Here’s the thing about military life: It will throw you some curveballs.
When Nathan first left for officer training, I wasn’t really sure when I’d get to talk to him again. Then it turned out we could talk on the phone for the first week. And then suddenly we couldn’t and it was only on weekends. And only if his entire flight accomplished a certain list of tasks.
I organized a trip to coincide with the end of Nathan’s pilot training, so he’d be able to pick us up from the airport when we arrived home. He couldn’t. He finished his training a few days later.
You’re told that the start date for something is in July. Then it’s pushed back to August. Then to September. Then to October. Then back to September.
You make plans and then you have to change them because
The Military doesn’t give spouses a lot of information to work with and often that information changes.
This still frustrates me.
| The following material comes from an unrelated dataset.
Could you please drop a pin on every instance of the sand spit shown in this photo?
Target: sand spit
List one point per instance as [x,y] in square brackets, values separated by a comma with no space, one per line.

A lot.
I also can’t change it.
What I can change is my attitude about how I navigate those sudden changes.
So I go with the flow. I change direction. I shift my plans. And I try not to be too cranky about it because my crankiness won’t change anything either.

Approaching each new experience with a beginners mind.

In some ways, this has been the most fun lesson to learn.
On the yoga mat, it can be tough to approach a familiar pose with a beginners mind. If you’ve done down dog 100 times before, you know how the pose feels in your body. You also know the adjustments you need to make if it feels weird or off.
So it can be challenging to do down dog as though you’ve never done it before when you’ve actually done it a lot.
One solution is to bring your focus to a part of your body that you don’t often think about in the pose. Or work an action that you sometimes work less.
Every new place we move to is an opportunity to discover a new part of the country and a new part of the world I might not have explored otherwise.
Every new place is an opportunity to try out new yoga studios and new farmer’s markets.
Every new place is an opportunity to meet and build friendships with new people.
This certainly has it’s downside, too. As soon as you settle in and feel comfortable, you often have to pack up and move again. Still, the ability to discover more about the world and about yourself in the process, is pretty fantastic.

Beginners mind has also offered me one more bit of awareness. I had a lot of assumptions about the military and military spouses when Nathan joined the Air Force. I was uncomfortable. Afraid I wouldn’t find like minded friends or be able to find common ground. I was wrong.
Beginners mind has also given me the gift of recognizing that there are more things that we share than things that divide us.
That is a powerful gift.

Not too long ago, I was catching up with a good friend. We were chatting about how much in my life has shifted since my husband joined the Air Force and we became a military family. I mentioned that we were in the middle of packing up our house for the first of 2 moves we’d make in the next 6 months.

I talked about all of the big changes ahead. The trickiness of 2 moves back to back. The fact that Milly will miss the last few months of school and I’ll need to supplement somehow. The fact that I know basically no one in our new town and won’t have much support.
My friend asked how I was doing and feeling about all of it.
I shrugged and said, “It will be an adventure.”
My friend laughed and said, “it’s great you have such a positive attitude about it.”

I laughed. It’s true. As nervous as I am about the moves and changes ahead, I also can’t help but stay positive. The alternative won’t help.
Instead, I’ll stay present and go with the flow and approach each change with a beginners mind.